А нищий ждал... и протянутая его рука слабо колыхалась и вздрагивала.
Потерянный, смущенный, я крепко пожал эту грязную, трепетную руку...
— Не взыщи, брат; нет у меня ничего, брат».
«Не взыщи, брат… Мне сим заниматься – не к чему, не на руку. Свои вот дела разгрести б».
«Бедность не порок, а истина!» - слова Достоевского.
Впрочем, еще дальше: « За нищету даже и не палкой выгоняют, а метлой выметают из компании человеческой, чтобы тем оскорбительнее было; и справедливо, ибо в нищете я первый сам готов оскорблять себя».
«Так-то! Да, так-то! Давно ваша братия распознана, расколота. Каким крепким не кажись, каким квадратным, широкогрудым не будь – ты известен толпе. Вот и прячешься по селухам да по морским берегам. К чему еще та веревка была с ним? И забрал ли он ее с собой. Надо проверить!»
А если капнуть глубоко. Что есть бомж? Бомж бомжу – рознь. Нищий или просто бедный, который постепенно сваливается самостоятельно в нищету. Его случай именно скатывающийся. И здесь то же чванство, неряшливость в мыслях, и, главное - безвкусица – это самое главное! В элементарном созерцании мира…
Им не понятно, чему люди могут радоваться ежедневно. Утру? И что с того? Им это невразумительно. Для них, что ресторан, что коробка – одно и тоже. Босая команда! Бобыли и тунеядецы… Чего я думаю об этом?

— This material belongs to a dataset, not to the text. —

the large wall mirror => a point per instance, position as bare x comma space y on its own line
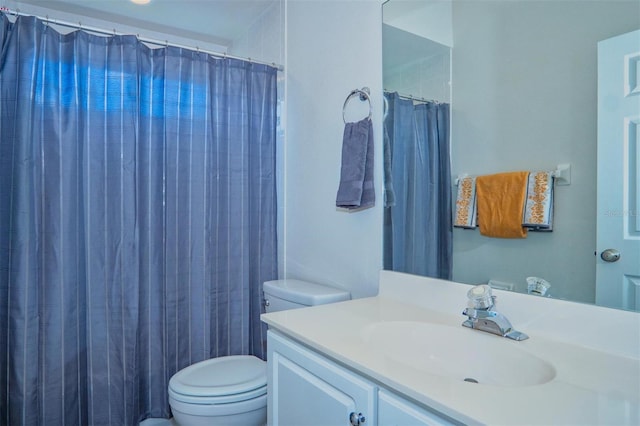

Гавриш вновь остановился, оглянулся и потянулся руками ввысь. Глядя на всю солнечную красоту блескающую кораллами вершин морских живых волн, подтверждающие свою жизнь криками над ними чаек, статно опускающихся в некоторые усмиренные на нем поверхности.
В спине щелкнуло. Писатель по-возможности медленно опустил руки.
«Мне тут люмбаго не хватало!»
Он решил не повторять подобную процедуру с руками, а идти спокойно, размышлять. И на ум снова полезло:
«Выйди в дорогу, чудило, в путь, в прямое обращение, нет же - не пройдешь и полкилометра – свернешь в чащу. Вот такие-с люди… Только это небо может ослепить их своими осадками, солнцем. Поддать, так сказать, подзатыльник. Вот, они и тусуются по улицам.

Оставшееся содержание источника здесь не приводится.